Ether led a widespread price decline across the crypto market following a reversal that contrasted with the early week rally. The correction mostly affected ETF investors and traders and reignited the debate between bearish technical signals and large-scale purchases by big addresses. Recent instability also highlighted a divergence between Ethereum and Bitcoin fund flows.
Market reversal and price pressure
The market turned lower after an early-week rally, with Ether at the forefront of the decline. The move pressured participants exposed through ETFs and derivatives, while amplifying the discussion over whether short-term bearish indicators outweigh the impact of large address accumulation.
ETF flows and institutional dynamics
Data from TradingView and Cointelegraph show net outflows in Ethereum ETFs versus inflows in Bitcoin ETFs. Even so, overall flows for ETH-based products remain positive, prominently driven by BlackRock’s ETHA fund, which the same sources present as dominant in the institutional market.
AInvest projects more than $12.1 billion in net inflows into Ether ETFs through the third quarter of 2025 and around $27.6 billion in AUM for ETHA. The amounts come from the cited compilation and could not be independently checked based on the available information.

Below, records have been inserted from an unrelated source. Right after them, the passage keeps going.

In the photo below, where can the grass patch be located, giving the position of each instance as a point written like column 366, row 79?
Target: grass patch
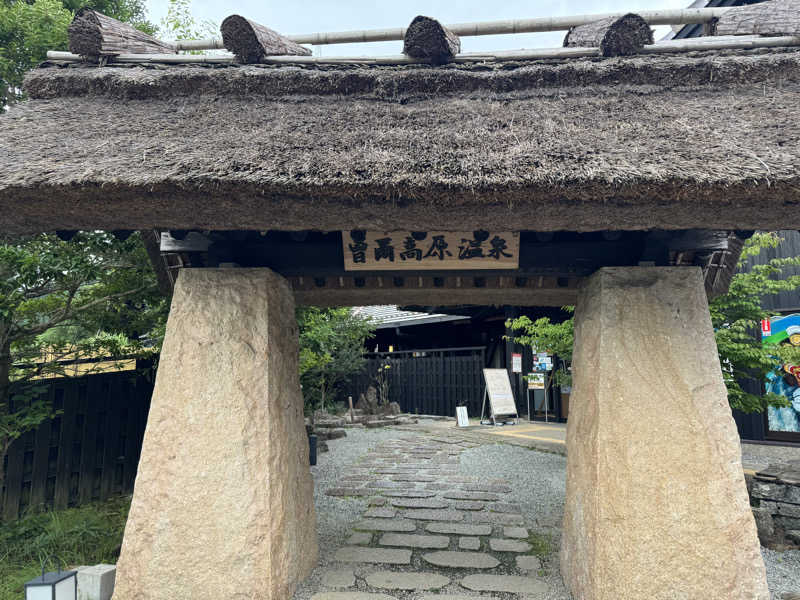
column 87, row 535
column 541, row 545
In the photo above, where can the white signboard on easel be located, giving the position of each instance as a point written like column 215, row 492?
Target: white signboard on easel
column 498, row 391
column 461, row 415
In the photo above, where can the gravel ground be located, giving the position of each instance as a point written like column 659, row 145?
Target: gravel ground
column 539, row 487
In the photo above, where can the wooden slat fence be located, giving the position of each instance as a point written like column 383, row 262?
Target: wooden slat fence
column 431, row 382
column 89, row 452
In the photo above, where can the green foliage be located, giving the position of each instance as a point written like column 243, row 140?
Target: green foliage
column 87, row 535
column 542, row 335
column 736, row 316
column 180, row 24
column 94, row 296
column 29, row 28
column 27, row 32
column 331, row 350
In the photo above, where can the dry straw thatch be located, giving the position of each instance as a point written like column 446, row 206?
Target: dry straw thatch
column 705, row 140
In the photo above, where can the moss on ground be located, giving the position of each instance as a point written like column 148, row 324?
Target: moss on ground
column 87, row 535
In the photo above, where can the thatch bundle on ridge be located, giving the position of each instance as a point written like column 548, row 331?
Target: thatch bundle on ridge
column 251, row 42
column 615, row 36
column 93, row 34
column 427, row 39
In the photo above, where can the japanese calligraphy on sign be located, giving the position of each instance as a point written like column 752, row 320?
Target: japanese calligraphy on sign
column 429, row 250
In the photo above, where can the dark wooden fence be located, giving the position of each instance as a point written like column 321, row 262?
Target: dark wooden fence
column 89, row 452
column 431, row 382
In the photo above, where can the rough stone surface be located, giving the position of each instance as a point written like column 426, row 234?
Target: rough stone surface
column 424, row 514
column 459, row 528
column 350, row 596
column 506, row 583
column 224, row 497
column 385, row 525
column 414, row 541
column 469, row 543
column 636, row 497
column 528, row 563
column 339, row 578
column 516, row 532
column 360, row 538
column 461, row 560
column 392, row 580
column 389, row 556
column 501, row 545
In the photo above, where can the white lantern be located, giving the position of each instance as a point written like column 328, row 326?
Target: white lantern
column 62, row 585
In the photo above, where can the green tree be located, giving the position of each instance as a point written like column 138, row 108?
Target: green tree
column 735, row 317
column 92, row 296
column 331, row 350
column 28, row 29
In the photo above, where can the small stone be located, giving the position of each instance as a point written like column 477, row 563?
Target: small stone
column 504, row 583
column 496, row 518
column 424, row 514
column 360, row 538
column 393, row 580
column 505, row 507
column 461, row 560
column 385, row 525
column 340, row 578
column 528, row 563
column 380, row 513
column 468, row 505
column 415, row 541
column 409, row 494
column 350, row 596
column 459, row 529
column 390, row 556
column 418, row 503
column 462, row 495
column 501, row 545
column 348, row 492
column 469, row 543
column 516, row 532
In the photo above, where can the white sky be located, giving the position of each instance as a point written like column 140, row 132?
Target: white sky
column 309, row 16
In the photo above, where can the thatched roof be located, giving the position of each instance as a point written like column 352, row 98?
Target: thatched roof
column 707, row 140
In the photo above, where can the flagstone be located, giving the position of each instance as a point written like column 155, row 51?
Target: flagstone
column 394, row 580
column 461, row 560
column 504, row 583
column 459, row 528
column 392, row 556
column 415, row 541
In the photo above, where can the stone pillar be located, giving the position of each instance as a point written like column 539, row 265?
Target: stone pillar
column 656, row 504
column 223, row 505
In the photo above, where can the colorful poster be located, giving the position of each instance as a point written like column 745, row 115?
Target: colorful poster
column 785, row 379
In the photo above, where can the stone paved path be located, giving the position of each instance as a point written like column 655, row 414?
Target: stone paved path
column 429, row 533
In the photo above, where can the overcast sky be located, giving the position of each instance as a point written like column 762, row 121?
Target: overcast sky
column 309, row 16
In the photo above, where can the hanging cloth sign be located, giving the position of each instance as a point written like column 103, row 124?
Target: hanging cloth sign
column 498, row 391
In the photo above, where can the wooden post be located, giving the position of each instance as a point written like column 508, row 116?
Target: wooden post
column 94, row 34
column 615, row 36
column 251, row 42
column 778, row 17
column 427, row 39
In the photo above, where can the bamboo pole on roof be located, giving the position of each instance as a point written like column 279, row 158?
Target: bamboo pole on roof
column 685, row 16
column 689, row 45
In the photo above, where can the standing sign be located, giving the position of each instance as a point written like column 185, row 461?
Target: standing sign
column 461, row 415
column 498, row 390
column 766, row 328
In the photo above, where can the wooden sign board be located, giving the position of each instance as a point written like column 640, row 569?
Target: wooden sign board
column 498, row 389
column 429, row 250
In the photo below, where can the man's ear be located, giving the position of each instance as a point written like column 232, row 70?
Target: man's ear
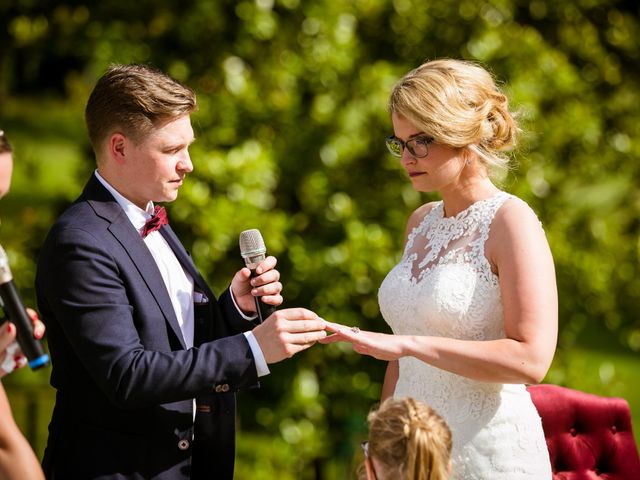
column 118, row 145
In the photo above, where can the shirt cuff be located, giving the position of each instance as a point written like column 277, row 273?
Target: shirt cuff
column 261, row 364
column 242, row 314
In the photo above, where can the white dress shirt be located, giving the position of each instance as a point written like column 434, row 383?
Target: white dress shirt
column 178, row 282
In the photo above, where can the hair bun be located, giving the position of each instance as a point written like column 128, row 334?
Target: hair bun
column 499, row 128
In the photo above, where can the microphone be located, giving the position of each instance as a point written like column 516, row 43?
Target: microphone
column 253, row 252
column 14, row 309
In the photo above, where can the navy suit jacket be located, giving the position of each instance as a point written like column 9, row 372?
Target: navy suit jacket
column 125, row 381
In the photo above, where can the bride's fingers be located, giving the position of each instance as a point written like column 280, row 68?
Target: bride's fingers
column 334, row 327
column 333, row 338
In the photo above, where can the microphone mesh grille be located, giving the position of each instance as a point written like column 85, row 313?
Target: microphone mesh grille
column 251, row 243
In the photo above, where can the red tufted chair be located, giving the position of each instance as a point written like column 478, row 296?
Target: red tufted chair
column 589, row 437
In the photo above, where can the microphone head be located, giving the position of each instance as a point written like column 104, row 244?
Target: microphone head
column 251, row 243
column 5, row 271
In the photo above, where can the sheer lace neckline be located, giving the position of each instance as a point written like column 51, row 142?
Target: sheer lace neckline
column 439, row 208
column 438, row 240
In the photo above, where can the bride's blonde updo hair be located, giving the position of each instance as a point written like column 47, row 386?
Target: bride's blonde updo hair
column 409, row 441
column 458, row 104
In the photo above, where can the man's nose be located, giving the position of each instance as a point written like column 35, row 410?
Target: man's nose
column 185, row 164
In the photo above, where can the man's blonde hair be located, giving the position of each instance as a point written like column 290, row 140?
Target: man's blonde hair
column 458, row 104
column 134, row 100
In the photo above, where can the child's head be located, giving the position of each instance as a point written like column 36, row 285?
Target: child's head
column 408, row 440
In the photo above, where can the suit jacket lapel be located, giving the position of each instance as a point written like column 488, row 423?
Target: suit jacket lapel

Sentiment, whales, and regulatory notes
Despite ETF withdrawals, accumulation by “whale” addresses appears as a moderating factor, with TradingView and AInvest pointing to large purchases that suggest institutional demand or longer-term positioning. Meanwhile, social sentiment around Ether hit yearly lows according to Cointelegraph and data from Santiment, a combination some analysts view as potentially contrarian but with a high degree of uncertainty.
The RSI has pointed to oversold conditions in specific episodes, with readings below 30 commonly interpreted as such. Staking of ETH within institutional vehicles is also alluded to, referring to locking tokens to obtain rewards for network validation. AInvest includes a claim about a 2025 SEC reclassification under alleged acts called CLARITY or GENIUS that would drive institutional flows into spot Ether products; this is relevant if confirmed but could not be independently checked. Cointelegraph likewise notes that greater regulatory clarity on ETH staking within ETFs could favor demand, pending official confirmation to establish legal and geographic scope.
The convergence of ETF outflows, whale accumulation, and sentiment lows suggests a phase of wider dispersion among participants. Traders can expect high volatility, while institutional managers might hold positions with a longer-term view. The tug-of-war between retail selling and wholesale buying will likely shape the coming weeks, and official checking of the cited regulatory changes will be crucial to gauge whether the reversal is temporary or the start of a broader adjustment phase.